US Threatens to Decertify Colombia as Drug-War Partner Latin American Herald Tribune September 14, 2017
WASHINGTON – US President Donald Trump said he was not ruling out decertifying Colombia as a drug-war partner due to the recent sharp rise in coca production in the Andean nation.
Trump, in a memorandum to US Secretary of State Rex Tillerson, identified 22 countries – most of them in the Latin American and Caribbean region – as “Major Illicit Drug Producing and Major Drug-Transit Countries.”
That list of countries, which does not necessarily reflect the counter-narcotics efforts of their governments or their level of cooperation with the US on illegal drug control, comprises Afghanistan, the Bahamas, Belize, Bolivia, Burma, Colombia, Costa Rica, Dominican Republic, Ecuador, El Salvador, Guatemala, Haiti, Honduras, India, Jamaica, Laos, Mexico, Nicaragua, Pakistan, Panama, Peru and Venezuela.
Bolivia and Venezuela were designated as countries that had “failed demonstrably” during the previous 12 months to adhere to their obligations under international counter-narcotics agreements.
But the novelty of this year’s memorandum was the decision to threaten Colombia, Washington’s closest ally both in the Latin American region and in the fight against drug trafficking, with decertification.
The US “seriously considered designating Colombia as a country that has failed demonstrably to adhere to its obligations under international counter-narcotics agreements,” the presidential memorandum stated, citing the “extraordinary growth of coca cultivation and cocaine production over the past 3 years, including record cultivation during the last 12 months.”
The White House’s Office of National Drug Control Policy estimated in March that Colombian cocaine cultivation rose from 159,000 hectares (613 sq. miles) in 2015 to 188,000 hectares in 2016, adding that that latter figure was a record high.

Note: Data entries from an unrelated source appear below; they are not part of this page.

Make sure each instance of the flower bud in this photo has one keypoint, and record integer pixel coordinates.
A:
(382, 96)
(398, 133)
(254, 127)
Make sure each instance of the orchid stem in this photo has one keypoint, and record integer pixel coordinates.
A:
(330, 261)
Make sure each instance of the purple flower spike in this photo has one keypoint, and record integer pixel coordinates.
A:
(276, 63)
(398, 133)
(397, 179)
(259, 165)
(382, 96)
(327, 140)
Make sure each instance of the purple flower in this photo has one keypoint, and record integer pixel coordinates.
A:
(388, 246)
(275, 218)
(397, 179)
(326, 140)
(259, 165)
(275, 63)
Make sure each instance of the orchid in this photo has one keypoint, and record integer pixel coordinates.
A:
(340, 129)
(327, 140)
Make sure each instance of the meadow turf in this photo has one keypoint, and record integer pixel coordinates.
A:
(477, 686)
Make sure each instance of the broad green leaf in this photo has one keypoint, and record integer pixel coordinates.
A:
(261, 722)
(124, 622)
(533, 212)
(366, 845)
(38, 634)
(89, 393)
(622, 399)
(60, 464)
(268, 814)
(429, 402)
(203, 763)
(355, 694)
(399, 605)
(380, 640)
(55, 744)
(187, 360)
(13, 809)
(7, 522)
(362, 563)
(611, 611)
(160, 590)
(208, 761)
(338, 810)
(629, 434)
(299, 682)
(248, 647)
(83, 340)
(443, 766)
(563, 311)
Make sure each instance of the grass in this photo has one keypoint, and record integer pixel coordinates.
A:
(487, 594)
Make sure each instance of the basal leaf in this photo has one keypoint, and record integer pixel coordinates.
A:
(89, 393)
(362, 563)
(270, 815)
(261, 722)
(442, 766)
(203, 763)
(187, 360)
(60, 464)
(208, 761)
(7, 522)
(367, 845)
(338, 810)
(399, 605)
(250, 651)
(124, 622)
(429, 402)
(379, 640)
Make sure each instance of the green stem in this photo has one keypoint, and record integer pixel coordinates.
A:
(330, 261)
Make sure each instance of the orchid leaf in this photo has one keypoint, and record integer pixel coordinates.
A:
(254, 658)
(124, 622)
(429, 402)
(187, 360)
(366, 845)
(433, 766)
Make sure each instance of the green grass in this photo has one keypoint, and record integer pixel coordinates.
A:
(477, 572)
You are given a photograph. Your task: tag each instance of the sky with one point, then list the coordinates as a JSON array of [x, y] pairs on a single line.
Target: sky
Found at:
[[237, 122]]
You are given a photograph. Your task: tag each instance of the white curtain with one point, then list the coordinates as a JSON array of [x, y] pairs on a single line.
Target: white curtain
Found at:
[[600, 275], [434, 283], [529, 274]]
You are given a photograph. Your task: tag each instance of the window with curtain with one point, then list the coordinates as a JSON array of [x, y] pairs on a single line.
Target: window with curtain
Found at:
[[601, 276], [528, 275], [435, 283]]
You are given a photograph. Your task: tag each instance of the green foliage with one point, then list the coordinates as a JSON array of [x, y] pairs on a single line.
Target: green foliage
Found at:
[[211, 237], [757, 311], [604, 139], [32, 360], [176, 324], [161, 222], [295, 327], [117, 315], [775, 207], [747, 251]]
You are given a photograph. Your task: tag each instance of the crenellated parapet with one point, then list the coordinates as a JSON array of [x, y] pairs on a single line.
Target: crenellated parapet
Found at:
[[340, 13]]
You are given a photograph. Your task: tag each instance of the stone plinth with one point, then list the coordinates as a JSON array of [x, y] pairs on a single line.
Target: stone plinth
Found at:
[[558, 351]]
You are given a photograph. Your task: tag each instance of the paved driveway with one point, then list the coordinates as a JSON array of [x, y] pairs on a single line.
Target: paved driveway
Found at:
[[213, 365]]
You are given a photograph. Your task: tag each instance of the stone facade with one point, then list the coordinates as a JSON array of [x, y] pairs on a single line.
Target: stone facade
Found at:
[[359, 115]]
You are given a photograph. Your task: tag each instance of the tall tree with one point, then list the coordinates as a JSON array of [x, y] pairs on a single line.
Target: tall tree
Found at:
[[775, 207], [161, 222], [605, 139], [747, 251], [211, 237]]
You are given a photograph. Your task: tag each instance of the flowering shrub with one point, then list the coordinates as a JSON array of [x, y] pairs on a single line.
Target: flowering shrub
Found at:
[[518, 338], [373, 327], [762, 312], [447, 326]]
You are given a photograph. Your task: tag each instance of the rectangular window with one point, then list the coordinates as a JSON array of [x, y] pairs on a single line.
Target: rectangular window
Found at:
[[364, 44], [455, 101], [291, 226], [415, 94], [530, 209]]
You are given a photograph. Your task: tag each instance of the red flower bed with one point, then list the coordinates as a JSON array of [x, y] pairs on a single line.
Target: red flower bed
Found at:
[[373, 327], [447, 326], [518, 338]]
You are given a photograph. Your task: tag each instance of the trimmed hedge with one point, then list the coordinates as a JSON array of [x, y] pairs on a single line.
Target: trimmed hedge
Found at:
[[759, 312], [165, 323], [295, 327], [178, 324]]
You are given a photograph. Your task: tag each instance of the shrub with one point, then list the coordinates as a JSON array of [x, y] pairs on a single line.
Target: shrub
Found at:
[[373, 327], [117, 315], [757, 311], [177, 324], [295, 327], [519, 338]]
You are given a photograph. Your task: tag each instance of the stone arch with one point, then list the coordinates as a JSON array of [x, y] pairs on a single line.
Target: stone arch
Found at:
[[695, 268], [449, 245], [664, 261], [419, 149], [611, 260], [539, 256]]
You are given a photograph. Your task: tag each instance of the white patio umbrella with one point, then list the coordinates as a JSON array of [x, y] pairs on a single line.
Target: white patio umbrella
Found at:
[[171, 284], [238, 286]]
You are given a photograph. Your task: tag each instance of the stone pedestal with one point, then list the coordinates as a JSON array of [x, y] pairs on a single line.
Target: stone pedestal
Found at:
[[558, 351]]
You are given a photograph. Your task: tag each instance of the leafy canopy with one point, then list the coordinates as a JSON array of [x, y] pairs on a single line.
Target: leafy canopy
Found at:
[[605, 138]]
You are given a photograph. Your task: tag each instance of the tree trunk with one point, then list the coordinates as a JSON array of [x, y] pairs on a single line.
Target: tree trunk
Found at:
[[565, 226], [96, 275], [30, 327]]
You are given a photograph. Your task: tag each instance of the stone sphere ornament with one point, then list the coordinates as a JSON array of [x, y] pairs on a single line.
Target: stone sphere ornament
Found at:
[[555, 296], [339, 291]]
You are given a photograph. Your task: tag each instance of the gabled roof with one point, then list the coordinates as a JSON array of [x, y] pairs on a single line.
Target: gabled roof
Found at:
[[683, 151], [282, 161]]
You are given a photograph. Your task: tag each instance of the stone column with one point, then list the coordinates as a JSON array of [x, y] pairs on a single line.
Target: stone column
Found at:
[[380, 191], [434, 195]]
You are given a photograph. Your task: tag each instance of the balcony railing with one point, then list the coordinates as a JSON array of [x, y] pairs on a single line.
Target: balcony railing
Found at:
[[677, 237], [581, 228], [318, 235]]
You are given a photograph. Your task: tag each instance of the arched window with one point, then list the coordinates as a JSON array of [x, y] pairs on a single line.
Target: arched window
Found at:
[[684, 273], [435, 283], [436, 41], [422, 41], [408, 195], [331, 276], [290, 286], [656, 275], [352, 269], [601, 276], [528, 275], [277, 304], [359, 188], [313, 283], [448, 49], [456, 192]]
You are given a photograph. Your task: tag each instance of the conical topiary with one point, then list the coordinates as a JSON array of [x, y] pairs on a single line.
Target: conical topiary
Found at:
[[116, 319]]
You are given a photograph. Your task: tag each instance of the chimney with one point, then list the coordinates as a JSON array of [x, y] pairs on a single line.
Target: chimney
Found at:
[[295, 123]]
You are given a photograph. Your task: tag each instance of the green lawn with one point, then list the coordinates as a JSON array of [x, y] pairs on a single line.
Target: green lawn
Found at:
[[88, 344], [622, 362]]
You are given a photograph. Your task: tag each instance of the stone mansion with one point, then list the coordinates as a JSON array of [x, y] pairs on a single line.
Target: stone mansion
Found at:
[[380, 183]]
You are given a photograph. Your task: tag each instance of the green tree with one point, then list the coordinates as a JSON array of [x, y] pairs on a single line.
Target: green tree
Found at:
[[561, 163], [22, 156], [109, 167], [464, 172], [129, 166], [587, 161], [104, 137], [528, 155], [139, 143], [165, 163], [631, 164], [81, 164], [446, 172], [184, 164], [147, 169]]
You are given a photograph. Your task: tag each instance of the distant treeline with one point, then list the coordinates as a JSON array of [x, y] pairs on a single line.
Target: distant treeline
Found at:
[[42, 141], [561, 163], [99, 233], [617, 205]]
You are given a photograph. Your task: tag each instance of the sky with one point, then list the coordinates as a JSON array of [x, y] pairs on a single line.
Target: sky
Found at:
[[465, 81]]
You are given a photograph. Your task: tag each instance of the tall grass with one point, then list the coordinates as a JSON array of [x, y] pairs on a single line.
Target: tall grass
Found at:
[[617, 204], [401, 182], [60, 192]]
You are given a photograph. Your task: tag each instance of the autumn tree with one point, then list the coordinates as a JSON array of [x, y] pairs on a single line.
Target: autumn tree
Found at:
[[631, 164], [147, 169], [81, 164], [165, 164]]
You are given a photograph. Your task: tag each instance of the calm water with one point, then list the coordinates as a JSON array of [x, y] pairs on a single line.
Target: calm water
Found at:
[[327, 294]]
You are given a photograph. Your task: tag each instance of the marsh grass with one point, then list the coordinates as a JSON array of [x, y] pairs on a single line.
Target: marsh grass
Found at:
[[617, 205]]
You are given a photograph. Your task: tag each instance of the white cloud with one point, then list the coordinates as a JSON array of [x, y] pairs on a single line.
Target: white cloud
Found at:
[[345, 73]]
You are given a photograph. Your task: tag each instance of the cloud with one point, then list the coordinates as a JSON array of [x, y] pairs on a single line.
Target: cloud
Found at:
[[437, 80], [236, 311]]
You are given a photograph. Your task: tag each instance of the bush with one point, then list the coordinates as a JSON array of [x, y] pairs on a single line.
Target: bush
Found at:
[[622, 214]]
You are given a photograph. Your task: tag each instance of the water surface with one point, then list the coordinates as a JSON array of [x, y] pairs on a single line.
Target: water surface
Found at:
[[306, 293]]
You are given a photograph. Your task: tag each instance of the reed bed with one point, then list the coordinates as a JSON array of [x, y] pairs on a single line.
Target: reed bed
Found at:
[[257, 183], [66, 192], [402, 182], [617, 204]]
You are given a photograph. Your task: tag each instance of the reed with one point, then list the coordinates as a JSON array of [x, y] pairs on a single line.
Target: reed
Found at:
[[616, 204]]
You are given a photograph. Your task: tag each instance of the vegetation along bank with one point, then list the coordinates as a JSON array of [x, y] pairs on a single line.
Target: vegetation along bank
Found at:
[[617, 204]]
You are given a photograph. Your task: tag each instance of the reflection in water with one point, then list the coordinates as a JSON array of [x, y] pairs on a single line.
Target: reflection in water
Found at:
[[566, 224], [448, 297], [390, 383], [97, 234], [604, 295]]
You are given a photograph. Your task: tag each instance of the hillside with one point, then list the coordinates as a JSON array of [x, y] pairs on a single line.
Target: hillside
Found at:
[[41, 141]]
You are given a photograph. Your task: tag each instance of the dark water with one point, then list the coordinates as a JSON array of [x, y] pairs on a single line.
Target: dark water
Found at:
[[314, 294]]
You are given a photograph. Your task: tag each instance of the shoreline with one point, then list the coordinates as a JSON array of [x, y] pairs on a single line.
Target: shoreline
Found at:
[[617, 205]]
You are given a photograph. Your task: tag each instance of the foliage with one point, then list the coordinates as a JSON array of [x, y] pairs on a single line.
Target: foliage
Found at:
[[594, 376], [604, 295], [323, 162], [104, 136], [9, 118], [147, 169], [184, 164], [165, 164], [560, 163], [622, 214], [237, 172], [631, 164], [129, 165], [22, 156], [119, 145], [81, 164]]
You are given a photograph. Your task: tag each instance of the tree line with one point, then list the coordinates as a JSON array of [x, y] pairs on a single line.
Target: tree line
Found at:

“Ultimately, Colombia is not designated because the Colombian National Police and armed forces are close law enforcement and security partners of the United States in the Western Hemisphere,” Wednesday’s memo said, adding that Bogota had restarted some coca-eradication efforts that had been significantly cut back beginning in 2013, coinciding with the start of peace talks with leftist guerrillas.
Decertification, however, remains an option, the memo said.
But Colombia on Thursday defended its anti-narcotics efforts and said the US rebuke was unwarranted.
“Colombia is without a doubt the country that has most combated (illegal) drugs and that has had the most success on that front. No one needs to threaten us to confront this challenge,” President Juan Manuel Santos’ administration said in a statement, adding that the Andean nation had shown its commitment to tackling the drug problem over a period of more than 30 years and paid a very high cost in human lives.
“Colombia once again reiterates that commitment and underscores its willingness to continue cooperating with the consumer countries to defeat this scourge,” it added.